Opening Cross: Data: Currency of the New Age (or "Quantum Dawn 2: Revenge of the Hackers")

It’s hard to believe we’re already halfway through 2013—which many thought would be a return to form for the industry. And while it has yielded a return for indicators like the Dow Jones Industrial Average and some banks that reported record profits, that isn’t trickling down to many divisions that keep the firms running.
In an electronic age, what keeps many firms running is security. In everyday life, security software safeguards our financial information when shopping online, to prevent identity theft, or hackers hijacking our email or computers. Capital markets are much the same, but with a lot more data and money at stake. Client data is sacrosanct, and it’s the potential harm someone can do with that information that offers a scary scenario for brilliant yet unscrupulous minds.
In a virtual roundtable in the first issue of IMD this year, I predicted serious impacts from cyber-terrorism events on major exchanges, and a regulatory “firewall” for real-time monitoring against any disruptive activity. And it seems that at least some of that prediction is coming true.
On July 18, the Securities and Financial Markets Association organized a cyber-security preparedness exercise—with the summer blockbuster-like title Quantum Dawn 2—involving 50 organizations, including financial firms, exchanges, utilities, the US Department of the Treasury, the Securities and Exchange Commission, the Department of Homeland Security, and the FBI, to test the industry’s crisis response and communications plans in the event of a “systematic cyber attack.”
The financial markets’ ability to withstand these attacks is not only a security requirement; it also has a big impact on the trust placed in its institutions by investors, which has already deteriorated in the US in the second quarter of 2013, according to Thomson Reuters’ TRust Index—possibly a result of concerns over quantitative easing and interest rates. Trust in Asian financial institutions also deteriorated, ostensibly due to fears about China’s “shadow banking” system and a liquidity crisis. But other factors are affecting the region’s trustworthiness: According to a report from Hollywood, Fla.-based Prolexic Technologies, a provider of Distributed Denial of Service (DDOS) attack protection, China is the largest source of DDOS attacks, which increased 33 percent over 2012, while duration increased 123 percent, and bandwidth utilized increased 925 percent.
While many attacks swamp organizations’ websites with traffic to force them offline, others are more sophisticated, designed to disrupt a company’s—or marketplace’s—operations, while others simply look for ways to steal data. For example, hackers compromised one of Nasdaq’s investor discussion forum sites last Monday, July 18. And Nasdaq isn’t alone. According to a report from IOSCO and the World Federation of Exchanges, 53 percent of exchanges surveyed experienced a cyber attack in the past year, including one on the National Market System that made corporate filing information unavailable, making securities illiquid and forcing a trading halt.
In the latest case, the hackers made off with investors’ login details to the forum—though not access any other Nasdaq systems—before the exchange detected the breach and alerted forum members.
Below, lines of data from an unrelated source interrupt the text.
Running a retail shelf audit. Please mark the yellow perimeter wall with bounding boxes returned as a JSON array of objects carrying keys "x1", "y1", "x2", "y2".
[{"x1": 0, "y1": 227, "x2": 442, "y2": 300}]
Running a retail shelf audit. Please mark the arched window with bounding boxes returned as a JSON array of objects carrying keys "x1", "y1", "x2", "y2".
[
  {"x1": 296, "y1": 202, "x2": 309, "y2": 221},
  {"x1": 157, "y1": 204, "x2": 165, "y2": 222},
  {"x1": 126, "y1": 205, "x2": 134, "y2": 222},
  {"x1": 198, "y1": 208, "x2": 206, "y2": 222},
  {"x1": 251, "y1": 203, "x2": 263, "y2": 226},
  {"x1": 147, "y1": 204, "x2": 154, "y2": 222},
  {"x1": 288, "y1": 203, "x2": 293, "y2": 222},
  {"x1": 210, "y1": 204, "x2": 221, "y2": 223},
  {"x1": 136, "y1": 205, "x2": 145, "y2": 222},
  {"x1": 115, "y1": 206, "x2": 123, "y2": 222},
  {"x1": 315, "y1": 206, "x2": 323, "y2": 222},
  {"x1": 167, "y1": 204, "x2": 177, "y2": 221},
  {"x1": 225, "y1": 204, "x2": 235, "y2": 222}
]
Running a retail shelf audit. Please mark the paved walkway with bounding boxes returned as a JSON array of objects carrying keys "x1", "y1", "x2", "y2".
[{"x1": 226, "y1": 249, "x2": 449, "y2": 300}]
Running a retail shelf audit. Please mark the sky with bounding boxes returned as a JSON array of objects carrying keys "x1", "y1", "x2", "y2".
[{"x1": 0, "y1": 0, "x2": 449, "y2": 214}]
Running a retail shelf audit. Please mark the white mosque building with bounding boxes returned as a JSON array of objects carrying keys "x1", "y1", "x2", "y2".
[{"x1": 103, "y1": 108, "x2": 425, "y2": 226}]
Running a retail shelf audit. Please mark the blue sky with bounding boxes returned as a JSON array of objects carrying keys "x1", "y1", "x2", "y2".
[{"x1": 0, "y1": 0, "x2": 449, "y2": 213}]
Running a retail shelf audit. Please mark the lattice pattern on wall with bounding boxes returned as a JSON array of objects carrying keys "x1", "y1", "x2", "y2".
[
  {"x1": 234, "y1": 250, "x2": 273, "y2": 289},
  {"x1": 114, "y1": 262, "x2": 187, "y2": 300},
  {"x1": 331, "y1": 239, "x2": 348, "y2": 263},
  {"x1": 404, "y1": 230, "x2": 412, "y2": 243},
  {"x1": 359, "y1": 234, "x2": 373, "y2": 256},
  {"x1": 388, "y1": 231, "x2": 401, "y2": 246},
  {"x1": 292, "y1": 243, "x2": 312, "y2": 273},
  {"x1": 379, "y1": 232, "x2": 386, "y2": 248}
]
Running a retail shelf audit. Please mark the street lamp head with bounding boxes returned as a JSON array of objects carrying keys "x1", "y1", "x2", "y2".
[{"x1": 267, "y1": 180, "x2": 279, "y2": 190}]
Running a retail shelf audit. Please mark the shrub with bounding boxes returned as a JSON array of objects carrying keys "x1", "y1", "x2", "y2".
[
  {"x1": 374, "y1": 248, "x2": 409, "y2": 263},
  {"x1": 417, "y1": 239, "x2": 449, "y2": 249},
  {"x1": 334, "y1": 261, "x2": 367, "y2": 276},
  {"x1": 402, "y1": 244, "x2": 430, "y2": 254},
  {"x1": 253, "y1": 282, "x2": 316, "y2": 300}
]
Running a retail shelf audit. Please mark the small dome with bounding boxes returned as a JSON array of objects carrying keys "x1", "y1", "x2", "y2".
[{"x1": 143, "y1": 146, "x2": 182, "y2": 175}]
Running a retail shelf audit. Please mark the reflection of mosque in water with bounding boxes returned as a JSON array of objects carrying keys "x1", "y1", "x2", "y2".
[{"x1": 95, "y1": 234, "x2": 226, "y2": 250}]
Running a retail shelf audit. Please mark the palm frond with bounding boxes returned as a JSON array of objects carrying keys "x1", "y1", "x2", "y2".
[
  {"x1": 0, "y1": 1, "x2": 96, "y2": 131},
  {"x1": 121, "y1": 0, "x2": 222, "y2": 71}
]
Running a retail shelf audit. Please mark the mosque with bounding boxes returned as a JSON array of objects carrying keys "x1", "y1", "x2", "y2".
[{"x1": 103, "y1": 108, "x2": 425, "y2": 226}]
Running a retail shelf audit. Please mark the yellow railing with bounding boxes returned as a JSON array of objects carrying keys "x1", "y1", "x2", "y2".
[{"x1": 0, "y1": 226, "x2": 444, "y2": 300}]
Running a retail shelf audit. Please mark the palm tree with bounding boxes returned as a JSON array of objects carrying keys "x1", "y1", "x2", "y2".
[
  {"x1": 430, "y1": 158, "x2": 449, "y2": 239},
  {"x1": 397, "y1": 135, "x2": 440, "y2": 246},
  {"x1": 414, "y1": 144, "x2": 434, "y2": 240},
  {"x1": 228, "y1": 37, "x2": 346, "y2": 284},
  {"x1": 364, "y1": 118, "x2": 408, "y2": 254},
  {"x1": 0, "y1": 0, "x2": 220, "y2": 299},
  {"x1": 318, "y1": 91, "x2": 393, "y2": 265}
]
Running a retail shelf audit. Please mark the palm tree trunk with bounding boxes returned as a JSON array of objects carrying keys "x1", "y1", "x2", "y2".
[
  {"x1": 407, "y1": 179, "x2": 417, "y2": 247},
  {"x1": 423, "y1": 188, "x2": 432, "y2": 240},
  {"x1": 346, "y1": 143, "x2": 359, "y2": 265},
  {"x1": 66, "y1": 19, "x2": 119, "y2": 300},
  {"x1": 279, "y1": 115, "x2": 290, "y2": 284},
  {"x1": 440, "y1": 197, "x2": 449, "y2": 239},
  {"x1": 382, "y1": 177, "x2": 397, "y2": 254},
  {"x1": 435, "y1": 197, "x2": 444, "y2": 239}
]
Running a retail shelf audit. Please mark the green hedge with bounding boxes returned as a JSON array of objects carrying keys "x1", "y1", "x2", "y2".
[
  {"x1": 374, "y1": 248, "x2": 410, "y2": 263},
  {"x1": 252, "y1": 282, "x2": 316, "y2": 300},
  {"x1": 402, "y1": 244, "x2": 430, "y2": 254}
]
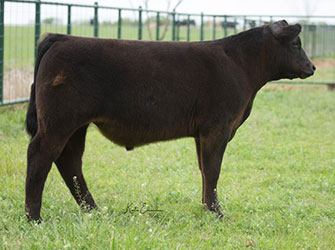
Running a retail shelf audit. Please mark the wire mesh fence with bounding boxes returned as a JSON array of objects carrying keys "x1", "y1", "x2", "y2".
[{"x1": 0, "y1": 0, "x2": 335, "y2": 105}]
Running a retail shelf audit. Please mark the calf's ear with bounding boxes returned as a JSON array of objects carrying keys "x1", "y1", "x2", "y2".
[{"x1": 270, "y1": 20, "x2": 301, "y2": 42}]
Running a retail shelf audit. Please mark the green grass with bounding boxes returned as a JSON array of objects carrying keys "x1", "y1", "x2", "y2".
[{"x1": 0, "y1": 88, "x2": 335, "y2": 249}]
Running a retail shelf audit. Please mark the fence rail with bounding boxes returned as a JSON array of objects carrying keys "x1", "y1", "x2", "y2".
[{"x1": 0, "y1": 0, "x2": 335, "y2": 105}]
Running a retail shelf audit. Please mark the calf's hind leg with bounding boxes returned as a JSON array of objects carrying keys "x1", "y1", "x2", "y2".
[
  {"x1": 55, "y1": 125, "x2": 96, "y2": 210},
  {"x1": 199, "y1": 132, "x2": 228, "y2": 218},
  {"x1": 25, "y1": 131, "x2": 68, "y2": 221}
]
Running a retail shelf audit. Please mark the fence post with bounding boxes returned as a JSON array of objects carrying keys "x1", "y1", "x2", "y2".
[
  {"x1": 117, "y1": 9, "x2": 122, "y2": 39},
  {"x1": 35, "y1": 0, "x2": 41, "y2": 60},
  {"x1": 223, "y1": 16, "x2": 228, "y2": 37},
  {"x1": 213, "y1": 16, "x2": 216, "y2": 40},
  {"x1": 187, "y1": 15, "x2": 191, "y2": 42},
  {"x1": 234, "y1": 17, "x2": 237, "y2": 34},
  {"x1": 0, "y1": 0, "x2": 5, "y2": 105},
  {"x1": 200, "y1": 12, "x2": 204, "y2": 41},
  {"x1": 93, "y1": 2, "x2": 99, "y2": 37},
  {"x1": 243, "y1": 16, "x2": 247, "y2": 31},
  {"x1": 172, "y1": 9, "x2": 176, "y2": 41},
  {"x1": 66, "y1": 4, "x2": 71, "y2": 35},
  {"x1": 138, "y1": 6, "x2": 142, "y2": 40},
  {"x1": 176, "y1": 15, "x2": 180, "y2": 41},
  {"x1": 156, "y1": 12, "x2": 160, "y2": 41}
]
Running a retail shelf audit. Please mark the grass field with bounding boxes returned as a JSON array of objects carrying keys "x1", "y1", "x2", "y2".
[{"x1": 0, "y1": 87, "x2": 335, "y2": 249}]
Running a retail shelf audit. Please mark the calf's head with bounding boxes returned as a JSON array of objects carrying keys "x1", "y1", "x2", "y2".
[{"x1": 269, "y1": 20, "x2": 316, "y2": 79}]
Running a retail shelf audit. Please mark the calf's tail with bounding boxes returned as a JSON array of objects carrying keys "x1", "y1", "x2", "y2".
[{"x1": 26, "y1": 33, "x2": 66, "y2": 138}]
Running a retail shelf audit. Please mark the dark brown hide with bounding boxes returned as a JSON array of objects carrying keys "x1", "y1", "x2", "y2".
[{"x1": 26, "y1": 20, "x2": 315, "y2": 220}]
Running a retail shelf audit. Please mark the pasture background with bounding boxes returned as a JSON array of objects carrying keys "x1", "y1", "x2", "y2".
[
  {"x1": 0, "y1": 85, "x2": 335, "y2": 249},
  {"x1": 0, "y1": 0, "x2": 335, "y2": 105}
]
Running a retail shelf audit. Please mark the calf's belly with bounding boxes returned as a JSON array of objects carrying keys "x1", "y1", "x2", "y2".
[{"x1": 95, "y1": 119, "x2": 193, "y2": 149}]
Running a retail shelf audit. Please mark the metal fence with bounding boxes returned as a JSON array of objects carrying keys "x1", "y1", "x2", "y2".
[{"x1": 0, "y1": 0, "x2": 335, "y2": 105}]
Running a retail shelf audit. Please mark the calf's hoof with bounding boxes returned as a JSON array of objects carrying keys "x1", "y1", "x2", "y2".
[
  {"x1": 26, "y1": 212, "x2": 42, "y2": 224},
  {"x1": 204, "y1": 203, "x2": 223, "y2": 219}
]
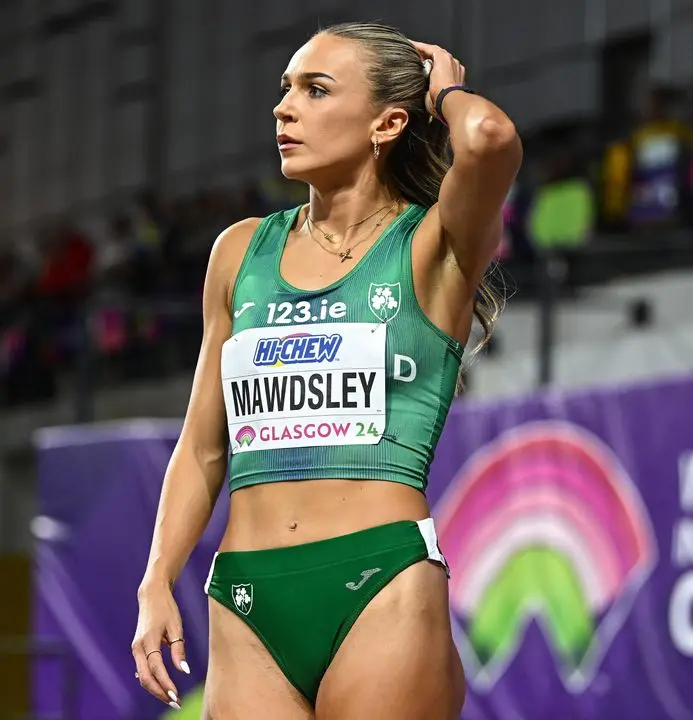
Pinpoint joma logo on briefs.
[253,334,342,365]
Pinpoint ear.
[371,107,409,145]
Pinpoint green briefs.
[205,518,448,704]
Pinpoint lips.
[277,133,301,150]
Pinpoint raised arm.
[132,219,258,703]
[414,43,522,288]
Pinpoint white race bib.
[221,323,387,454]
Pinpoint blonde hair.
[317,23,505,382]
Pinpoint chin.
[281,159,315,184]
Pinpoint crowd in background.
[0,85,693,406]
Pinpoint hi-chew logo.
[435,422,657,692]
[253,333,342,367]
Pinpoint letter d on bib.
[393,353,416,382]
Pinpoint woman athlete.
[132,24,522,720]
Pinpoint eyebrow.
[282,72,337,82]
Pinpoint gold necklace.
[306,205,393,243]
[306,200,399,262]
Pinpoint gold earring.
[373,140,380,160]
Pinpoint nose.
[272,91,296,123]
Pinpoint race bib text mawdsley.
[221,323,387,454]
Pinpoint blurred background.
[0,0,693,720]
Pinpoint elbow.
[467,113,522,166]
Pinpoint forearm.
[141,444,226,587]
[442,92,520,164]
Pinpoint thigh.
[203,598,315,720]
[315,561,465,720]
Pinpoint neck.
[309,176,397,233]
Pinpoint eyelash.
[279,85,327,98]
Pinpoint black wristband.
[436,85,476,125]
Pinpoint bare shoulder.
[207,218,262,283]
[412,203,448,267]
[212,218,263,265]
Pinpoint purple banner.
[429,380,693,720]
[34,379,693,720]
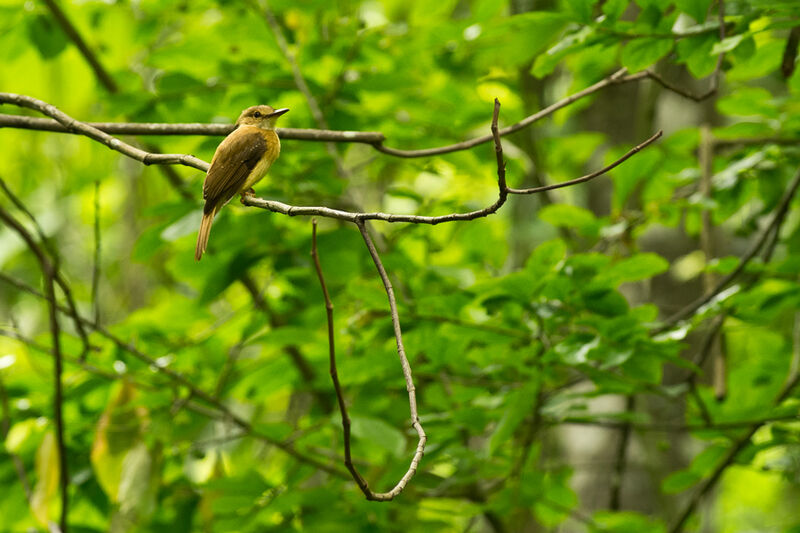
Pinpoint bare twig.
[0,68,648,159]
[547,413,800,433]
[243,127,662,225]
[644,0,725,102]
[356,220,428,501]
[0,177,93,359]
[0,273,347,477]
[0,206,69,533]
[652,165,800,335]
[0,93,208,172]
[0,374,31,502]
[669,368,800,533]
[0,113,386,144]
[92,180,101,324]
[311,219,372,499]
[608,395,636,511]
[692,124,727,400]
[251,0,348,177]
[43,0,119,93]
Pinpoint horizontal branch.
[0,92,208,172]
[0,272,347,478]
[242,130,662,225]
[652,169,800,335]
[0,68,648,158]
[0,113,385,144]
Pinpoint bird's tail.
[194,211,216,261]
This data is useful if people use the same passwords elsewhere. But also, if you consider what precipitated the so-called Hash Crash, imagine hacking the Twitter feeds of influential investors who may lack the real-time oversight of the Associated Press: a fake tweet could exercise an disastrous amount of influence on sudden price movements. Sentiment analysis providers filter out unverified tweets, but can they handle fake—but credible—messages from a verified source?
As these sources of insight emerge as a new generation of market data, they bring new potential for market manipulation. Just as traders are seeking to find value from all and any information source to exploit the markets, others are doing exactly the same with illegally-obtained data to disrupt those same markets.